Correlation Between Ontology and Stellar
Can any of the company-specific risk be diversified away by investing in both Ontology and Stellar at the same time? Although using a correlation coefficient on its own may not help to predict future stock returns, this module helps to understand the diversifiable risk of combining Ontology and Stellar into the same portfolio, which is an essential part of the fundamental portfolio management process.
By analyzing existing cross correlation between Ontology and Stellar, you can compare the effects of market volatilities on Ontology and Stellar and check how they will diversify away market risk if combined in the same portfolio for a given time horizon. You can also utilize pair trading strategies of matching a long position in Ontology with a short position of Stellar. Check out your portfolio center. Please also check ongoing floating volatility patterns of Ontology and Stellar.
Diversification Opportunities for Ontology and Stellar
Very weak diversification
The 3 months correlation between Ontology and Stellar is 0.55. Overlapping area represents the amount of risk that can be diversified away by holding Ontology and Stellar in the same portfolio, assuming nothing else is changed. The correlation between historical prices or returns on Stellar and Ontology is a relative statistical measure of the degree to which these equity instruments tend to move together. The correlation coefficient measures the extent to which returns on Ontology are associated (or correlated) with Stellar. Values of the correlation coefficient range from -1 to +1, where. The correlation of zero (0) is possible when the price movement of Stellar has no effect on the direction of Ontology i.e., Ontology and Stellar go up and down completely randomly.
Pair Corralation between Ontology and Stellar
Assuming the 90 days trading horizon Ontology is expected to generate 0.97 times more return on investment than Stellar. However, Ontology is 1.03 times less risky than Stellar. It trades about 0.03 of its potential returns per unit of risk. Stellar is currently generating about 0.01 per unit of risk. If you would invest 44.00 in Ontology on January 25, 2024 and sell it today you would lose (1.00) from holding Ontology or give up 2.27% of portfolio value over 90 days.
Time Period | 3 Months [change] |
Direction | Moves Together |
Strength | Weak |
Accuracy | 100.0% |
Values | Daily Returns |
Ontology vs. Stellar
Performance |
Timeline |
Ontology |
Stellar |
Ontology and Stellar Volatility Contrast
Predicted Return Density |
Returns |
Pair Trading with Ontology and Stellar
The main advantage of trading using opposite Ontology and Stellar positions is that it hedges away some unsystematic risk. Because of two separate transactions, even if Ontology position performs unexpectedly, Stellar can make up some of the losses. Pair trading also minimizes risk from directional movements in the market.
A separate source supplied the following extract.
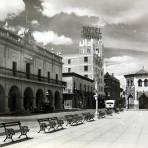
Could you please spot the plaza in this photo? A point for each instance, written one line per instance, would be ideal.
(126, 129)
For example, if an entire industry or sector drops because of unexpected headlines, the short position in Stellar will offset losses from the drop in Stellar's long position.Ontology vs. Ontology Gas | Ontology vs. Staked Ether | Ontology vs. XCAD Network | Ontology vs. Phala Network |
Check out your portfolio center.Note that this page's information should be used as a complementary analysis to find the right mix of equity instruments to add to your existing portfolios or create a brand new portfolio. You can also try the Portfolio Dashboard module to portfolio dashboard that provides centralized access to all your investments.